Nobody needs to be told we just came through the biggest dip in the economy since the Great Depression. The business thing didn’t work out, so that part of our plan went kaputsky. It was a hard experience, no question about it.
But it wasn’t the only thing that happened. In the heady days running up to the big crash, we started shifting some of our 401(k) money into money market accounts, just as a defensive measure. When the market crashed in September of 2008, we scrambled as fast as we could to move the rest, but of course we took some losses in that process. As the carnage in the stock market ran its course, we emerged with our 401(k) plans bloodied, but unbowed, to quote the famous Invictus poem.
As the stock market plunged, Warren Buffett’s credo rang in my ears: “When others get scared, I get greedy.”

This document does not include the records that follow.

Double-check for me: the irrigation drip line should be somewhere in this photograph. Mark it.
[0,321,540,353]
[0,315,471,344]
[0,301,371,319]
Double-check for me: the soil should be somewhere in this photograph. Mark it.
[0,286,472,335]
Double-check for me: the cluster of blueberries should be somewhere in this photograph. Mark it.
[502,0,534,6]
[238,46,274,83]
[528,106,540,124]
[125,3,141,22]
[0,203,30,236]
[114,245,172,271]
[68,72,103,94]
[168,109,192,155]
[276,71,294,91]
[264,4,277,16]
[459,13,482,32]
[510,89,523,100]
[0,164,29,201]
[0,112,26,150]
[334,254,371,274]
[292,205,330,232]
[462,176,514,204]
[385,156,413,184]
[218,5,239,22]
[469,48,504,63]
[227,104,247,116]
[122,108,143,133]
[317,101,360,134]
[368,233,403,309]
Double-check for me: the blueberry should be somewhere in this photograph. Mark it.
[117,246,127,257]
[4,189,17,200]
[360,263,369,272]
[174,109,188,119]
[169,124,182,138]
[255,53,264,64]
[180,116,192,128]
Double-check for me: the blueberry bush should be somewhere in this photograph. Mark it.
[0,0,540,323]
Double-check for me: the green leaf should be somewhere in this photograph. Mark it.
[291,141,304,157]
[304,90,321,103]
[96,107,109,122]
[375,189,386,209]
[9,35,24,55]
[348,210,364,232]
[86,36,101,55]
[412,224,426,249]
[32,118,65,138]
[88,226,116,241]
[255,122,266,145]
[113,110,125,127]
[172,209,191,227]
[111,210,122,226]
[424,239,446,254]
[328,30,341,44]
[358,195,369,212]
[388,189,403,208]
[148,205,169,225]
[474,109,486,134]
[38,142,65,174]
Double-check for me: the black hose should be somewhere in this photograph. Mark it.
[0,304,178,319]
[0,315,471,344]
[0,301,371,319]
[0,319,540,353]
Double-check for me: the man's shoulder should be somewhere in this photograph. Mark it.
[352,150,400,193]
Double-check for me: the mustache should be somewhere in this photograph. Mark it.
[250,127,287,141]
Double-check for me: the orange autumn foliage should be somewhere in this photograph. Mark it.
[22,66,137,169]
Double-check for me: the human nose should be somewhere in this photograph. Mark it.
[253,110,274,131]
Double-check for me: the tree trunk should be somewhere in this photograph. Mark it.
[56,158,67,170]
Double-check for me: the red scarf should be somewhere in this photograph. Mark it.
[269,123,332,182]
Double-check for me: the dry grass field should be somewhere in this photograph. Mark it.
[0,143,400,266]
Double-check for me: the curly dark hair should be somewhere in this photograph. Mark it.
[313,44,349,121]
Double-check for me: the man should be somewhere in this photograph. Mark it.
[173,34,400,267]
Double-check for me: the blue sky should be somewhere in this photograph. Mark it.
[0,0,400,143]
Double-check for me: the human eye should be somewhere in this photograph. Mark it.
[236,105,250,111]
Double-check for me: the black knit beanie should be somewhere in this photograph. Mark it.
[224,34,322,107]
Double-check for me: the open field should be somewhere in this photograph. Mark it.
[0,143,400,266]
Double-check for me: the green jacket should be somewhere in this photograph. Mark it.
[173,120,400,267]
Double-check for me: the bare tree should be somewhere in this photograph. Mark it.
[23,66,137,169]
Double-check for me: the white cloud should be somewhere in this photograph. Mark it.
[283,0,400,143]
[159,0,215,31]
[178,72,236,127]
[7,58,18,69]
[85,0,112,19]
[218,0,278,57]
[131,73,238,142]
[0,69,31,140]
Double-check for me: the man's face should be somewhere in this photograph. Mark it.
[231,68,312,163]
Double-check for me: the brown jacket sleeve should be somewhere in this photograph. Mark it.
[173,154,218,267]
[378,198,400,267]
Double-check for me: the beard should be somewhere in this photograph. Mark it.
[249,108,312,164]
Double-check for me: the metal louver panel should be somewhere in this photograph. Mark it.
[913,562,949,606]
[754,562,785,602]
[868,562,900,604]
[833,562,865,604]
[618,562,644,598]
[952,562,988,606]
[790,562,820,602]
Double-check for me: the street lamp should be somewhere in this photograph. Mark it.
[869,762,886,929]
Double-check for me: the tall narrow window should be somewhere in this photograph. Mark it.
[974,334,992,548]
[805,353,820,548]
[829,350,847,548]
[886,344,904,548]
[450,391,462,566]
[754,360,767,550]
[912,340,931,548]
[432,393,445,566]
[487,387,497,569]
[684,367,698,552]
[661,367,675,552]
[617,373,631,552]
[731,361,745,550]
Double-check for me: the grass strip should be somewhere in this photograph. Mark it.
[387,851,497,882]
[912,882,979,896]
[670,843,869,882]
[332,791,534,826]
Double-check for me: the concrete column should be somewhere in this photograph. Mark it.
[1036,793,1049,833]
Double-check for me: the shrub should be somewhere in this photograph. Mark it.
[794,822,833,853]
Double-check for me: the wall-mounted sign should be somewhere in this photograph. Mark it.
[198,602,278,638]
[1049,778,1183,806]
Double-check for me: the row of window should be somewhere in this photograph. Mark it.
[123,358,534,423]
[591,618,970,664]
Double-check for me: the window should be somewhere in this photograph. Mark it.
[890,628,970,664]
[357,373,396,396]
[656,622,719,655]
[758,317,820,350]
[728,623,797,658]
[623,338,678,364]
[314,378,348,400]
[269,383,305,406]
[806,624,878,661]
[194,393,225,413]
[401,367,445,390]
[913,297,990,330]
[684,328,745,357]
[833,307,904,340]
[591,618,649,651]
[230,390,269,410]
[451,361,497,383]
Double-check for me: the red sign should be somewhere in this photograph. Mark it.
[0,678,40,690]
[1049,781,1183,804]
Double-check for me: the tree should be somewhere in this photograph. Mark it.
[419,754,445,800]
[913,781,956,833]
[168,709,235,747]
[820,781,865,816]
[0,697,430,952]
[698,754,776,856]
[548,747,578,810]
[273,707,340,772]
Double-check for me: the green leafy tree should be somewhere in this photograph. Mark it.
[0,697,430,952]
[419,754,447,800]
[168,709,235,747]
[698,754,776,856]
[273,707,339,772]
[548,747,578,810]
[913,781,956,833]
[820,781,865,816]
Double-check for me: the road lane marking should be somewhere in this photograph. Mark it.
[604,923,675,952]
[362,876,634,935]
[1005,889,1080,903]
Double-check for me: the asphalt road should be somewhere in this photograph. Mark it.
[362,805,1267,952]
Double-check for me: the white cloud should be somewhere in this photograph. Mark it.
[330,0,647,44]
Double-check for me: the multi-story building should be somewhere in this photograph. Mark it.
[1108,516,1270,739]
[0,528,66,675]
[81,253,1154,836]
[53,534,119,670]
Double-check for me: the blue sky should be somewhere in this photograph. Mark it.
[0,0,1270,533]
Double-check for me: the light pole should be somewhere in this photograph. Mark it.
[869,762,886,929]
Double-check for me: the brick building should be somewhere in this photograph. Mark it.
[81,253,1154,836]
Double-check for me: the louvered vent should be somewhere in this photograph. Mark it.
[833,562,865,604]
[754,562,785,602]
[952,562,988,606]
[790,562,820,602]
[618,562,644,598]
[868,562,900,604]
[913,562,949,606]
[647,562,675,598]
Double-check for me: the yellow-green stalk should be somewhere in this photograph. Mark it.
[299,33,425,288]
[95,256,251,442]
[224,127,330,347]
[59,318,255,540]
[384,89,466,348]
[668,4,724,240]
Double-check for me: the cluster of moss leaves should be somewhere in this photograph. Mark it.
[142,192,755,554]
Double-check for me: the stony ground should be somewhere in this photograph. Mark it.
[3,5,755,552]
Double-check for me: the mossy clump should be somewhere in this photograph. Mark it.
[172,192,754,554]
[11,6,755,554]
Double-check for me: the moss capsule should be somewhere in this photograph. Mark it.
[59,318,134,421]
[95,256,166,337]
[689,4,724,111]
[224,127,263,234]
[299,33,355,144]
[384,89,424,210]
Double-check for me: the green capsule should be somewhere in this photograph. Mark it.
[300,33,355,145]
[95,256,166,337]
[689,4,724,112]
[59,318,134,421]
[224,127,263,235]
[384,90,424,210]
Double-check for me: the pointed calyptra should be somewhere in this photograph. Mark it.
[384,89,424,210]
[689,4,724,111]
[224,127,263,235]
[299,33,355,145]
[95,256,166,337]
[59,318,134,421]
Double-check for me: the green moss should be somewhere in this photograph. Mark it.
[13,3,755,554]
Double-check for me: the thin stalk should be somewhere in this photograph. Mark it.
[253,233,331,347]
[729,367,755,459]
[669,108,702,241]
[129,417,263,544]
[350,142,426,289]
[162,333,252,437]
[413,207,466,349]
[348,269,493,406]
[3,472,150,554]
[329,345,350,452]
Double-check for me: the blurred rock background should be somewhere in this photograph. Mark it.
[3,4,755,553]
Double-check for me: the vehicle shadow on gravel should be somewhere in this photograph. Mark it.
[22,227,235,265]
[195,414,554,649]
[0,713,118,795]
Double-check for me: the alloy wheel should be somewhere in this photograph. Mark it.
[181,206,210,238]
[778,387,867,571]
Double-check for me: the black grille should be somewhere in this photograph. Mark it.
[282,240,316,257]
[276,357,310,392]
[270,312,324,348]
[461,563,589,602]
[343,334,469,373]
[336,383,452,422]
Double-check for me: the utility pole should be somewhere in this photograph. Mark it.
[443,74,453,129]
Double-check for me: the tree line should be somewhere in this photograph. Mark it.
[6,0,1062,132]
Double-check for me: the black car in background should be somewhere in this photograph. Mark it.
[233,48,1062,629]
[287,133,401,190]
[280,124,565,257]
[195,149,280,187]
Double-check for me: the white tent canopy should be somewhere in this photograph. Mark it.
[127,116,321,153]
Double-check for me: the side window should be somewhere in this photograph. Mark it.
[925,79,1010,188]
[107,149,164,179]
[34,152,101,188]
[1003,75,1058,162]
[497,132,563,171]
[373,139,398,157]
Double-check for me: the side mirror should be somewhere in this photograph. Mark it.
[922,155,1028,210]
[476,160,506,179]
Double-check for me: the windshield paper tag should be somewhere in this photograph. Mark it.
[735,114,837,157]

As 2008 ended, I got greedy. I started looking for good companies in the stock market with little debt, whose stock got hammered in the crash. I used various stock screeners to find stocks more than 50% below their 52-week high, and with enough cash and low debt to ride out the slump without having to issue discounted stock just to keep managements’ jobs.
With hundreds of stocks to choose from, it was like shooting fish in a barrel. But, with our business wiped out, we didn’t have any loose change to go on the shopping spree which I had planned.
Borrowing Against 401k Funds:
I feel like someone at an Alcoholics Anonymous meeting confessing that. But I did it. Mutual fund managers simply can’t benefit from a dip like an individual investor. And so I did the unthinkable: I borrowed every dime that I could from our 401(k) plans, and bought.
I wasn’t interested in timing the market. All I knew was that in three to five years, those stocks were going to be well above what they were at the time we bought them. Even if they dropped after we bought them, the 3-5 year window would take care of that.
With wrapping up the failed business, the 401(k) plans had to go and they, net of the loans, were rolled over into our IRAs. When the dust settled after all was said and done and repaid, the value of our investments had more than quadrupled over a period of just over two years. Without the loans, we would have foregone about two-thirds of those gains.
Was I tempted to borrow again and repeat the exercise? You bet. However, I was mindful of the truism: Bulls and bears make money, but pigs get slaughtered.
So I didn’t. I’m glad now, because the juicy part of the stock market recovery is over, despite the publicity it’s getting now.
Every rule has an exception, which is a bit like saying when you point a gun to your face, it doesn’t always kill you.
I got killed earlier. But I was fortunate to be able to use debt to claw back some of that loss more than a decade later. So, I guess the score is 1-1, and it seemed like a good time to quit.
Editor’s Note: Thanks William for this personal story of triumph. Not only is this a positive example of borrowing against 401k funds to take advantage of a better opportunity, but it also demonstrates the importance of financial education and necessity of careful planning. Readers – Have you ever believed in an investment opportunity so much that you borrowed money or abandoned your prior savings goals? What extent would you go to make a financial comeback?